Cytoprotective effect of kaempferol against palmitic acid-induced pancreatic β-cell death through modulation of autophagy via AMPK/mTOR signaling pathway

- Kaempferol exerts cytoprotective effect on palmitic acid-induced clonal pancreatic β-cells and isolated rat islets.
- Kaempferol-induced cytoprotective effect is mediated through induction of autophagy.
- AMPK/mTOR signaling pathway is involved in kaempferol-induced autophagy.

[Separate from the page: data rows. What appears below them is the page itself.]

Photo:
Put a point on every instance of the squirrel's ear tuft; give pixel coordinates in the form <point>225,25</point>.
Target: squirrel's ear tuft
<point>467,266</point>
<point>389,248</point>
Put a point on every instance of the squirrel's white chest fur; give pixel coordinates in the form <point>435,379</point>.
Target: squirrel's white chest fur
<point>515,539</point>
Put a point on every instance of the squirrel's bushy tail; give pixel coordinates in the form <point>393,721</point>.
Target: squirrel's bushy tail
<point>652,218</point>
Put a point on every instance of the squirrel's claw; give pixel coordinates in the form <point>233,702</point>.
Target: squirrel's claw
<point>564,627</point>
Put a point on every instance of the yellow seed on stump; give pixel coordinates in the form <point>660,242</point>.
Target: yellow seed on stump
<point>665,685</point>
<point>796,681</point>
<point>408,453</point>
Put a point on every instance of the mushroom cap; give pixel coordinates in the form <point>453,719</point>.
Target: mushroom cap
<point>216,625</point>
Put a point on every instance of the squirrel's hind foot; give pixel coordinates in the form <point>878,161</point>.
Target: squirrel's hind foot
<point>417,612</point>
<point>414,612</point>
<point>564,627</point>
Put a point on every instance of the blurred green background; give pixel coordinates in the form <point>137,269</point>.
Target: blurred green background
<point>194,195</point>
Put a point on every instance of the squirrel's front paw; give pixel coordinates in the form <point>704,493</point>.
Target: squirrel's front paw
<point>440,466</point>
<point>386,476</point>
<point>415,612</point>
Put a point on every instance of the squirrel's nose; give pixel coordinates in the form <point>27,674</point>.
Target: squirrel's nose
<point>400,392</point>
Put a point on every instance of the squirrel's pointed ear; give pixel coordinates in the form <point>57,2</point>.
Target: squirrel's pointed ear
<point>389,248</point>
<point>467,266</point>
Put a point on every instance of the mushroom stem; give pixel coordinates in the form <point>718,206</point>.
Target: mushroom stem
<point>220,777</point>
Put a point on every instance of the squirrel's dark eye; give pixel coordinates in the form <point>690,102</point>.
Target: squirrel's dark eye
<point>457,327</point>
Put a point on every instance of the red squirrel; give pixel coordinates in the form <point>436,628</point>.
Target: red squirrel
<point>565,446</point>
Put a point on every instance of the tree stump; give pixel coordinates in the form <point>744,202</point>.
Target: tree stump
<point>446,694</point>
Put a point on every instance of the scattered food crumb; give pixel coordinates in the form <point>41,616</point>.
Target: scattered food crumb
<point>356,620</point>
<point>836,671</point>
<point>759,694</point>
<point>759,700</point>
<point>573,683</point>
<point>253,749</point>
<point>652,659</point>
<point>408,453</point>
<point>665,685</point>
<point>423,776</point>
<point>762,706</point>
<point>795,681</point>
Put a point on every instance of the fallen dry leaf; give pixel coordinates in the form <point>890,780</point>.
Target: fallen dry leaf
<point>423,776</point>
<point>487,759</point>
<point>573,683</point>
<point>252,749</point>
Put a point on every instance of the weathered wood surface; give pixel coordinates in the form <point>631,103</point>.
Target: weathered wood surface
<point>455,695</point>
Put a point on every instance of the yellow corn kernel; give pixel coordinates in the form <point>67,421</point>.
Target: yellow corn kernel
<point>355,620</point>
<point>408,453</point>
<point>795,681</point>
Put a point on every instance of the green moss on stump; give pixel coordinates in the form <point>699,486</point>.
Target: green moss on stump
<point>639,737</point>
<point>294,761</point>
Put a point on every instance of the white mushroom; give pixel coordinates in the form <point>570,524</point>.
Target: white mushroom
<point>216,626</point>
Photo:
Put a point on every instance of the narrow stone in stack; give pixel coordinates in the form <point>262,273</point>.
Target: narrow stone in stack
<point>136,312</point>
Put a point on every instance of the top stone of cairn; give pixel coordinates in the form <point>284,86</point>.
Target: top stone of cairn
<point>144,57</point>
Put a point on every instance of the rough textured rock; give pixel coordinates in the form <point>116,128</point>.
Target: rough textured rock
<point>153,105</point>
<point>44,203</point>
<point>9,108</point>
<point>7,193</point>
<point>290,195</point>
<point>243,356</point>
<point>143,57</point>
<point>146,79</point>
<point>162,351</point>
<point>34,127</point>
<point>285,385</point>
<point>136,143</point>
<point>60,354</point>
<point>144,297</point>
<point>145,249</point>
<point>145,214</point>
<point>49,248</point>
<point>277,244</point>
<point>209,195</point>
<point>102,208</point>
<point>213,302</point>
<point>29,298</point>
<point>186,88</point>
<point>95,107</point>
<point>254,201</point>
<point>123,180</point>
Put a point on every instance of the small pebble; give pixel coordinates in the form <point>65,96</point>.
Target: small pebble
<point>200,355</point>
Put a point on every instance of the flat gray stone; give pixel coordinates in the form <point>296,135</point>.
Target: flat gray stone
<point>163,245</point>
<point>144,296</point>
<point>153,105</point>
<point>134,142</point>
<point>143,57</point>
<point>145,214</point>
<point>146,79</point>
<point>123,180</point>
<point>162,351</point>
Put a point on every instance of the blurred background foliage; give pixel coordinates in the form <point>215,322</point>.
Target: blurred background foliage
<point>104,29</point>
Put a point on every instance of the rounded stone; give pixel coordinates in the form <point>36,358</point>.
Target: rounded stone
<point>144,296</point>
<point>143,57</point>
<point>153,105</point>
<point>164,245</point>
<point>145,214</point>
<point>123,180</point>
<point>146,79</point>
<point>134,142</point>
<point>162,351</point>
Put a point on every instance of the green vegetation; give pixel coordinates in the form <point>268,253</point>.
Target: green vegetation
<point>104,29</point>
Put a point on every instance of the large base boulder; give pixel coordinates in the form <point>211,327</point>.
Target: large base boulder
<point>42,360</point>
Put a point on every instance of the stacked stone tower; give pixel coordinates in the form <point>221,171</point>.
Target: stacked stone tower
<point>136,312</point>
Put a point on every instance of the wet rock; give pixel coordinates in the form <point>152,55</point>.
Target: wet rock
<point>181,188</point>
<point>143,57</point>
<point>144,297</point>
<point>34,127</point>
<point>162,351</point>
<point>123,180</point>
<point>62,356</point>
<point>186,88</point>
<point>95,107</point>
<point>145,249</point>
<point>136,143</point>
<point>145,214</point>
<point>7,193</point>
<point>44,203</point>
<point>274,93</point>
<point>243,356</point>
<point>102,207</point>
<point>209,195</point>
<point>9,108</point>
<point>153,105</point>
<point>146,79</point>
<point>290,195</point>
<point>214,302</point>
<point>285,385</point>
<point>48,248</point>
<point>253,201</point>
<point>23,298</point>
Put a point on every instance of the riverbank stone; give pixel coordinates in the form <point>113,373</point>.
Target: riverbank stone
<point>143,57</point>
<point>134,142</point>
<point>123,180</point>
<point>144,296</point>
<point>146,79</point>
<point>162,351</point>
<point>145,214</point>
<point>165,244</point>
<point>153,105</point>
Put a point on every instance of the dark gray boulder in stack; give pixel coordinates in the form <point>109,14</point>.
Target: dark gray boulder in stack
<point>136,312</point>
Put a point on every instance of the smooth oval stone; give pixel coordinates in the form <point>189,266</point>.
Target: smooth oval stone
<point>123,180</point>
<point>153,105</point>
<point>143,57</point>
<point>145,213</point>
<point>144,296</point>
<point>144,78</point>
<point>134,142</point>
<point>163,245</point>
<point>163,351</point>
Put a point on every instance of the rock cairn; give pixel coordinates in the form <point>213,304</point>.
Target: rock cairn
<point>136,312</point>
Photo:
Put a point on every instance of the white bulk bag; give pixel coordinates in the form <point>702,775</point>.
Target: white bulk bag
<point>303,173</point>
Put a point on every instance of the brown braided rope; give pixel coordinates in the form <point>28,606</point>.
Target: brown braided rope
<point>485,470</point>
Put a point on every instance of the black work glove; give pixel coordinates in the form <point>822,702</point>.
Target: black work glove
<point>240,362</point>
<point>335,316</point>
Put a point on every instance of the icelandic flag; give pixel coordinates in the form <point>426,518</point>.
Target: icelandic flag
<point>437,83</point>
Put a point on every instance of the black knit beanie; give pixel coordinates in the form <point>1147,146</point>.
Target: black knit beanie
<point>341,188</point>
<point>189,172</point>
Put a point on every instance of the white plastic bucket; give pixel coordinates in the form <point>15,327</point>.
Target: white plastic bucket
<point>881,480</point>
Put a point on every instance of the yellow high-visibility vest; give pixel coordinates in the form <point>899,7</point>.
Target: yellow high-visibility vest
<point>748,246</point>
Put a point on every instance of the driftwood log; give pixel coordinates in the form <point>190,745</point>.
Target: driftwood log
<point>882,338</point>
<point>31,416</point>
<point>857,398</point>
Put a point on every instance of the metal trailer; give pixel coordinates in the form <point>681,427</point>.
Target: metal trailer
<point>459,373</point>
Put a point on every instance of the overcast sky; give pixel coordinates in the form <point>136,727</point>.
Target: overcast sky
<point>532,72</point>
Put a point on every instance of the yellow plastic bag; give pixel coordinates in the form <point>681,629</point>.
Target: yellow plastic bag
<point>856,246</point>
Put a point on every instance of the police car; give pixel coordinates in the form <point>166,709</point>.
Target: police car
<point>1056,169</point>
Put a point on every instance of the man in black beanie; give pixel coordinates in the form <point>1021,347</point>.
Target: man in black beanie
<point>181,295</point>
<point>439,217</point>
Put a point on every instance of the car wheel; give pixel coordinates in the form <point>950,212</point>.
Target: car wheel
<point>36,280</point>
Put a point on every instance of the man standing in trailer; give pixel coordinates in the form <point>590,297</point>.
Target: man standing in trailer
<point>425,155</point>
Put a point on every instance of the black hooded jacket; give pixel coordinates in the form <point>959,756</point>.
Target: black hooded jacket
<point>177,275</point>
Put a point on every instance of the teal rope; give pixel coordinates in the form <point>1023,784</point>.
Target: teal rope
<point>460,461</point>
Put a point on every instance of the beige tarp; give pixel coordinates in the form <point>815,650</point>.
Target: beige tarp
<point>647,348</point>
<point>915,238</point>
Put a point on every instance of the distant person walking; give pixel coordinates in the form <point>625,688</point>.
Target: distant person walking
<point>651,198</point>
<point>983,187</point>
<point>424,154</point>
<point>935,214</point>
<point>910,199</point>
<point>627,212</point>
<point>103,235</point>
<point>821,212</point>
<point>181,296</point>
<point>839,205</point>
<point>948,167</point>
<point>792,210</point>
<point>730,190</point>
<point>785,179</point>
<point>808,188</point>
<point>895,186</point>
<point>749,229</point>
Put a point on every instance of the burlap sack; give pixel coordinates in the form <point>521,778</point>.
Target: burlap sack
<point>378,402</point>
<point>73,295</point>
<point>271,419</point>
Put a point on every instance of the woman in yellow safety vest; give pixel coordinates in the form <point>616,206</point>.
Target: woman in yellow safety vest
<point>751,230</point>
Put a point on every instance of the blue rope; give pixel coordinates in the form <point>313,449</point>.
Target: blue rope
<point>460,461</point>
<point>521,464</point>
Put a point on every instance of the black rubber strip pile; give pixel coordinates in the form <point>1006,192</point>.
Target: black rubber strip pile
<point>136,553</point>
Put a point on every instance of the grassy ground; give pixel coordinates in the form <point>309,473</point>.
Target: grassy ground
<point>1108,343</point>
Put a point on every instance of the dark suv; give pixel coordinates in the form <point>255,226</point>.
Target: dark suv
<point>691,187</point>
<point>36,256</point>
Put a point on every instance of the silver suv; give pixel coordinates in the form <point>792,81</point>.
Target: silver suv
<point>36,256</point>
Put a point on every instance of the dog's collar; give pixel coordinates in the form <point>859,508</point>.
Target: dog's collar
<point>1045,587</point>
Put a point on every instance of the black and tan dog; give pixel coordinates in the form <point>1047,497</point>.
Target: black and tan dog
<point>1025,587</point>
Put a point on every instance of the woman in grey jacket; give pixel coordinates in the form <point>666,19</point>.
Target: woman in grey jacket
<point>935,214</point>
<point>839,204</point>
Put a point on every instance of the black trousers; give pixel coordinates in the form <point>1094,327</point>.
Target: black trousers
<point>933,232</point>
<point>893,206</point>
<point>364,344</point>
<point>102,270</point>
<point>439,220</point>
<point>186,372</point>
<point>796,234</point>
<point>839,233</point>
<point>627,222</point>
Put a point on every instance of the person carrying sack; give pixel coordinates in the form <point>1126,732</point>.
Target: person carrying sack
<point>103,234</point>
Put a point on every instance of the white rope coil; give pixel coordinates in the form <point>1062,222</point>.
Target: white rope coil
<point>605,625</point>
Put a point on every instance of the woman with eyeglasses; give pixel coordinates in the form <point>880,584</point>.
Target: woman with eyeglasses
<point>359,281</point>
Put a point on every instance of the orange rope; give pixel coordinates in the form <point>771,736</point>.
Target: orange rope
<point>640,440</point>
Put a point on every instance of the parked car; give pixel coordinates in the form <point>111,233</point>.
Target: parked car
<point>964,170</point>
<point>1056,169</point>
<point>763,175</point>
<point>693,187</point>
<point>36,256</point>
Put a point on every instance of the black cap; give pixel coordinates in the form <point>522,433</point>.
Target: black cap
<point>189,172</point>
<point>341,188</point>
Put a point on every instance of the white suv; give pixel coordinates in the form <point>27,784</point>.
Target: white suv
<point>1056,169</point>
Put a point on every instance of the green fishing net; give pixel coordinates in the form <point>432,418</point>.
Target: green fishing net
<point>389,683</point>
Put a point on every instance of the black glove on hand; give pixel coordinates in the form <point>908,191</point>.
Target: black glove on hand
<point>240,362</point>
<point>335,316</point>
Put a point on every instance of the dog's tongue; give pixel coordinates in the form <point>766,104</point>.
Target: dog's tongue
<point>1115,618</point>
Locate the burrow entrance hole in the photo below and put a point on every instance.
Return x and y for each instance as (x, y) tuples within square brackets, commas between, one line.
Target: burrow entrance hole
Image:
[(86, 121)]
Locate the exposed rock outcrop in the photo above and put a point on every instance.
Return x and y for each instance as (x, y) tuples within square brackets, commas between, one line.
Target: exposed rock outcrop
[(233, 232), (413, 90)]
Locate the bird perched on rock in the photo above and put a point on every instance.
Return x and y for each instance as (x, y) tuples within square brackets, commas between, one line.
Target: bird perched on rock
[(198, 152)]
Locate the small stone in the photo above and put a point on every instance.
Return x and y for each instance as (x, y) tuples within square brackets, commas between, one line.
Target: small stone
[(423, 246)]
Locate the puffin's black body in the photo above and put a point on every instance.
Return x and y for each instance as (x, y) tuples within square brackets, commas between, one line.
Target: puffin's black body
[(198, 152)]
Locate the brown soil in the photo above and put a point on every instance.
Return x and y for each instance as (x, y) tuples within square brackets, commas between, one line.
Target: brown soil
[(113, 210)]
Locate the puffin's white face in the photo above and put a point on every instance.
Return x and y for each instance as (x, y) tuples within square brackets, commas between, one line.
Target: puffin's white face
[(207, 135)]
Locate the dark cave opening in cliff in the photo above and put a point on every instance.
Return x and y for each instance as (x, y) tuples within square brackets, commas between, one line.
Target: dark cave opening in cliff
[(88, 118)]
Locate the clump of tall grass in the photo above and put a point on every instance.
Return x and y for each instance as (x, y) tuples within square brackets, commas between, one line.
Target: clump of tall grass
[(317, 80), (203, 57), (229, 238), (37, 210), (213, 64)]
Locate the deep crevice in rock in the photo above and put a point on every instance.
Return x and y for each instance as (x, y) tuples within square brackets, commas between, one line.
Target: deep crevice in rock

Lipotoxicity of pancreatic β-cells is the pathological manifestation of obesity-linked type II diabetes. We intended to determine the cytoprotective effect of kaempferol on pancreatic β-cells undergoing apoptosis in palmitic acid (PA)-stressed condition. The data showed that kaempferol treatment increased cell viability and anti-apoptotic activity in PA-stressed RIN-5F cells and murine pancreatic islets. Furthermore, kaempferol's ability to instigate autophagy was illustrated by MDC-LysoTracker red staining and TEM analysis which corroborated well with the observed increase in LC3 puncta and LC3-II protein expressions along with the concomitant decline in p62 expression. Apart from this, the data showed that kaempferol up/down-regulates AMPK/mTOR phosphorylation respectively. Subsequently, upon inhibition of AMPK phosphorylation by AMPK inhibitors, kaempferol-mediated autophagy was abolished which further led to the decline in β-cell survival. Such observations collectively lead to the conclusion that, kaempferol exerts its cytoprotective role against lipotoxicity by activation of autophagy via AMPK/mTOR pathway.